“Unabomber with flowers”. May it be our best option to stave off AI superintelligence explosion?

There are many ways to try to prevent catastrophic AI developments by actively getting involved as a researcher, political activist or entrepreneur. In fact, I am trying to do my part as a Executive Director of the Open Media Cluster.

But maybe the best thing we can do to help reduce chances of the catastrophic risks of artificial super-intelligence explosion (and other existential risks) become a “Unabomber with flowers“.

By that I mean, we could hide out in the woods, as the Unabomber did, to live in modern off-grid eco-villages somewhere. But, instead of sending bombs to those most irresponsibly advancing general Artificial Intelligence, we’d send them flowers, letters and fresh produce, and invitations for a free travel in the woods.
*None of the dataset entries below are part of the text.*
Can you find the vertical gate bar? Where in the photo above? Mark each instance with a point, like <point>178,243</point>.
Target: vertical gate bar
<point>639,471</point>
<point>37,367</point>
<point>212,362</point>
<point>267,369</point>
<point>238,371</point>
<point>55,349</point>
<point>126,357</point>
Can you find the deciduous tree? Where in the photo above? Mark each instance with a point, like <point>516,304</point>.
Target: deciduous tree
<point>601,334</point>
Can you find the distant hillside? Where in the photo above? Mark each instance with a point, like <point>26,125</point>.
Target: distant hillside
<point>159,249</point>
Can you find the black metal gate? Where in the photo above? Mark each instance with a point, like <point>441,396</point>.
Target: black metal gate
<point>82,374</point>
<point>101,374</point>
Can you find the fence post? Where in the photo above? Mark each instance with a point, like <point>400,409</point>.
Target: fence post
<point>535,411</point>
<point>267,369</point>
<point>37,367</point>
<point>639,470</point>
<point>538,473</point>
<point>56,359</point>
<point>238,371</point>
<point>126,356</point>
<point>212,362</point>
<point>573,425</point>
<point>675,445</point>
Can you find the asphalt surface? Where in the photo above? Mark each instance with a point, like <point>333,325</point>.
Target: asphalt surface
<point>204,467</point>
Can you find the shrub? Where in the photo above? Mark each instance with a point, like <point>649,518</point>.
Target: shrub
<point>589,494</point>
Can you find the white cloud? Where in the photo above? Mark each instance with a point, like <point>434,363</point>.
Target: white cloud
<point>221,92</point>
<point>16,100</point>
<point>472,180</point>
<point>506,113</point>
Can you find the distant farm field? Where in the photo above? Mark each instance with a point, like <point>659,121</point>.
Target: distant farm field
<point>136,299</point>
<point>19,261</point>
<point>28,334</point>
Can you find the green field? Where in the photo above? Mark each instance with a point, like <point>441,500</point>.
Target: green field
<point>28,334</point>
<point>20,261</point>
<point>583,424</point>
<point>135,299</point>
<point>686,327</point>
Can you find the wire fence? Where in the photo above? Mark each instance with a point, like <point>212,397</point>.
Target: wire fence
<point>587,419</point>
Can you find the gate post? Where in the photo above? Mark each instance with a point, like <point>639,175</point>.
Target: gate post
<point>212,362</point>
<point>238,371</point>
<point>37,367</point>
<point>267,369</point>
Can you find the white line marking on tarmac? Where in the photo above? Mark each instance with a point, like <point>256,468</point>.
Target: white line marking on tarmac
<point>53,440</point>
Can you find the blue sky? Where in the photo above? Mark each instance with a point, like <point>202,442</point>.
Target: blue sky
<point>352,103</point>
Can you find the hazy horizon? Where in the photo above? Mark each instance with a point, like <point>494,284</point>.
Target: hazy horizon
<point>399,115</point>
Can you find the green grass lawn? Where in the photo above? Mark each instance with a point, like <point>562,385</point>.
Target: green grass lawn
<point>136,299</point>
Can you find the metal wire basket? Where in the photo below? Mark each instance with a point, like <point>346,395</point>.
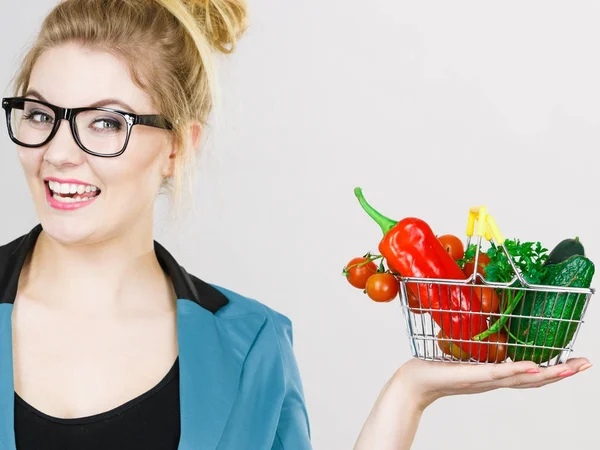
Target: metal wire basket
<point>438,334</point>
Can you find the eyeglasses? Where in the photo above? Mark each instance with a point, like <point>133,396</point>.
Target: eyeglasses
<point>100,132</point>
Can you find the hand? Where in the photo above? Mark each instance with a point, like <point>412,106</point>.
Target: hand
<point>429,381</point>
<point>393,421</point>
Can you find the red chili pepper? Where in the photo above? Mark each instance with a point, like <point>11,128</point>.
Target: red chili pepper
<point>412,249</point>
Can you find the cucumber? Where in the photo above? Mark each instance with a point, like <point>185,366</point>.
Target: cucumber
<point>565,249</point>
<point>542,330</point>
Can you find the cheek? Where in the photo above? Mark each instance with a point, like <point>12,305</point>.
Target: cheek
<point>31,161</point>
<point>137,171</point>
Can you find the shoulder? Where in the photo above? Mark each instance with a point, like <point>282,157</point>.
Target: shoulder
<point>240,304</point>
<point>243,310</point>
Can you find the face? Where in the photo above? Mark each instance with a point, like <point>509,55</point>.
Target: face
<point>123,188</point>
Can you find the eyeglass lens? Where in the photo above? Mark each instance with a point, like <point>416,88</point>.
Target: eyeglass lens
<point>98,131</point>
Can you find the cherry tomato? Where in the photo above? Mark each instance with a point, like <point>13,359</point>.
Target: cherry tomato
<point>451,349</point>
<point>497,348</point>
<point>489,299</point>
<point>359,274</point>
<point>382,287</point>
<point>469,266</point>
<point>453,246</point>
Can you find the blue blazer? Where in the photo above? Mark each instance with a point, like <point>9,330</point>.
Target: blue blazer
<point>240,387</point>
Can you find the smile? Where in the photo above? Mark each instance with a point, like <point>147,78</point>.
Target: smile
<point>69,196</point>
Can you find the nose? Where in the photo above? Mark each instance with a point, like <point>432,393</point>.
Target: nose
<point>63,151</point>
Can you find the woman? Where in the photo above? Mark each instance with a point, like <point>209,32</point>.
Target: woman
<point>105,340</point>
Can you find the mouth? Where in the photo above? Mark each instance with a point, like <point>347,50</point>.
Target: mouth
<point>72,192</point>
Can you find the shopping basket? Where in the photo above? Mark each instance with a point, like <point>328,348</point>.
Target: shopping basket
<point>551,333</point>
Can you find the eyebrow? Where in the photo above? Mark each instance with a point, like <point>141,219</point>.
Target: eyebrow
<point>98,104</point>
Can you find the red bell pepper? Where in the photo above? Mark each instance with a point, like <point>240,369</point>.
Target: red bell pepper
<point>412,249</point>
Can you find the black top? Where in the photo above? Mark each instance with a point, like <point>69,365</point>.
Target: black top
<point>150,422</point>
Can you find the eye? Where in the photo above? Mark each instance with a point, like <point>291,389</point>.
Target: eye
<point>38,117</point>
<point>106,125</point>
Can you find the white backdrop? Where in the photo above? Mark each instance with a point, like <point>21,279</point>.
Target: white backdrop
<point>431,107</point>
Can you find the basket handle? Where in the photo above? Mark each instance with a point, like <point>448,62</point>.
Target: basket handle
<point>486,225</point>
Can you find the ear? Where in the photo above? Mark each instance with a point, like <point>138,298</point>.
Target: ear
<point>194,133</point>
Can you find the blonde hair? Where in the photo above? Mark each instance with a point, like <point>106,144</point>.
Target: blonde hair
<point>168,46</point>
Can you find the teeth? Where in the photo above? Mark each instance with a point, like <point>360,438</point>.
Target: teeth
<point>71,199</point>
<point>70,188</point>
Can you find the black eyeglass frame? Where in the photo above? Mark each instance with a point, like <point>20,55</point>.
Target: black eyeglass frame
<point>70,115</point>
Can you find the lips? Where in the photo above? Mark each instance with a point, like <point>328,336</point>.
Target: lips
<point>70,195</point>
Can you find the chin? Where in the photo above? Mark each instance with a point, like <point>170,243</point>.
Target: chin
<point>69,230</point>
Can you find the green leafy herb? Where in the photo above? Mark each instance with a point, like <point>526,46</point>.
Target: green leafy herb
<point>528,257</point>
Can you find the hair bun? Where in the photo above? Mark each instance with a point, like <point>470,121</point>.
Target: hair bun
<point>223,21</point>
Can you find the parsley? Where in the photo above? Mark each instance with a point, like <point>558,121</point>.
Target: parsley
<point>528,257</point>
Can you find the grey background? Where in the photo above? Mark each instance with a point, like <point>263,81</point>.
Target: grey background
<point>431,107</point>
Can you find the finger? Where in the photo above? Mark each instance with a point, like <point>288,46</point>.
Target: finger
<point>492,373</point>
<point>542,376</point>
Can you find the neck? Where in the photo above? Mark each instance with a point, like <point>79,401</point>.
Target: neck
<point>102,277</point>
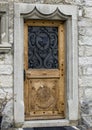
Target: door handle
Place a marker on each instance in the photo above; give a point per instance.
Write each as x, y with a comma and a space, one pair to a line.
24, 74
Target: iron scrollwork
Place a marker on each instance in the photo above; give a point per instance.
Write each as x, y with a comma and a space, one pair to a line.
42, 47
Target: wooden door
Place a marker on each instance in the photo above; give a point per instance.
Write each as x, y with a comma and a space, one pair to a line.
44, 67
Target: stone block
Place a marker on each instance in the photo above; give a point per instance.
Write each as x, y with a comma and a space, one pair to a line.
7, 120
87, 70
88, 2
81, 51
88, 12
6, 81
85, 40
85, 61
88, 50
6, 92
85, 31
6, 69
85, 81
8, 59
85, 22
88, 93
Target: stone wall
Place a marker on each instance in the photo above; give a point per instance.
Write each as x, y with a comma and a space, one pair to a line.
84, 54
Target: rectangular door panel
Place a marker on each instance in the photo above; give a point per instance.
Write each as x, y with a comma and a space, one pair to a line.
44, 65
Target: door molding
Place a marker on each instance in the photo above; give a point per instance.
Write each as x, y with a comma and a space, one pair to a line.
68, 14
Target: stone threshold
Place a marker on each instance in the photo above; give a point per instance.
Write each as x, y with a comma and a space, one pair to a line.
53, 128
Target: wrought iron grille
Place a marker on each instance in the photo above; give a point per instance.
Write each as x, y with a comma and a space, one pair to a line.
42, 47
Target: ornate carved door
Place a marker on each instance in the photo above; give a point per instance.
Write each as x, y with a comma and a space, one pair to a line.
44, 69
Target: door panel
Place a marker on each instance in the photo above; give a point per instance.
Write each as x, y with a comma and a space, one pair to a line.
44, 65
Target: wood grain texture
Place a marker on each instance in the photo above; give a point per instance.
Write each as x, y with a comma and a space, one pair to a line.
44, 89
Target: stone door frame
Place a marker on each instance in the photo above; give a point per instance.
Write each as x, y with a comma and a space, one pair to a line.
67, 13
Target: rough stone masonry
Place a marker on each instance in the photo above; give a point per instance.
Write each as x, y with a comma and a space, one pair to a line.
84, 60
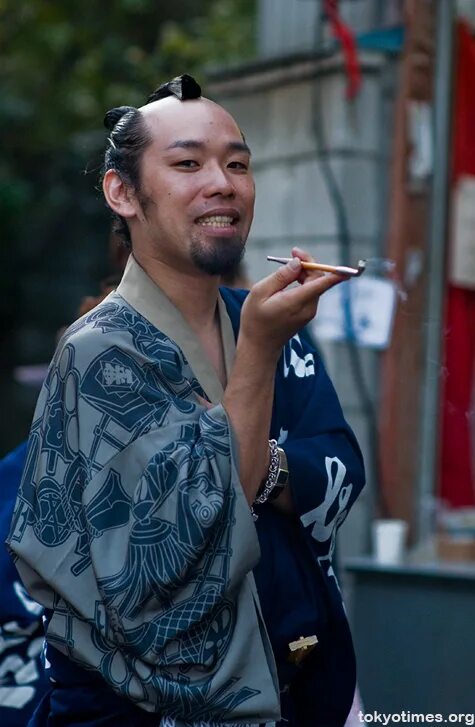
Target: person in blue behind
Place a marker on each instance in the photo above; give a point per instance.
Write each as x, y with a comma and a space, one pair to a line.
189, 464
22, 678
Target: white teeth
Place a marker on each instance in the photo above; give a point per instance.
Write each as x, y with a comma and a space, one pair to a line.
216, 221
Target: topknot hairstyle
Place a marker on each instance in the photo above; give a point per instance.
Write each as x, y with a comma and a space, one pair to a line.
129, 137
183, 87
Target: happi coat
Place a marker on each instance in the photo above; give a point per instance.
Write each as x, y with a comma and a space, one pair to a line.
132, 529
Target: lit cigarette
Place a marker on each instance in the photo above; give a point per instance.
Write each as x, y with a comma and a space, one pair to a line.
337, 269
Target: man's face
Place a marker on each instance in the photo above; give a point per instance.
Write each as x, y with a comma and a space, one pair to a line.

Here’s what the  wrote in the Unabomber wrote in his manifesto “Industrial Society and Its Future”, published by the New York Times in 1995:  

173. If the machines are permitted to make all their own decisions, we can’t make any conjectures as to the results, because it is impossible to guess how such machines might behave. We only point out that the fate of the human race would be at the mercy of the machines. It might be argued that the human race would never be foolish enough to hand over all the power to the machines. But we are suggesting neither that the human race would voluntarily turn power over to the machines nor that the machines would willfully seize power. What we do suggest is that the human race might easily permit itself to drift into a position of such dependence on the machines that it would have no practical choice but to accept all of the machines decisions. As society and the problems that face it become more and more complex and machines become more and more intelligent, people will let machines make more of their decision for them, simply because machine-made decisions will bring better result than man-made ones. Eventually a stage may be reached at which the decisions necessary to keep the system running will be so complex that human beings will be incapable of making them intelligently. At that stage the machines will be in effective control. People won’t be able to just turn the machines off, because they will be so dependent on them that turning them off would amount to suicide.

My wife Vera and my dear friend Beniamino Minnella surely think so.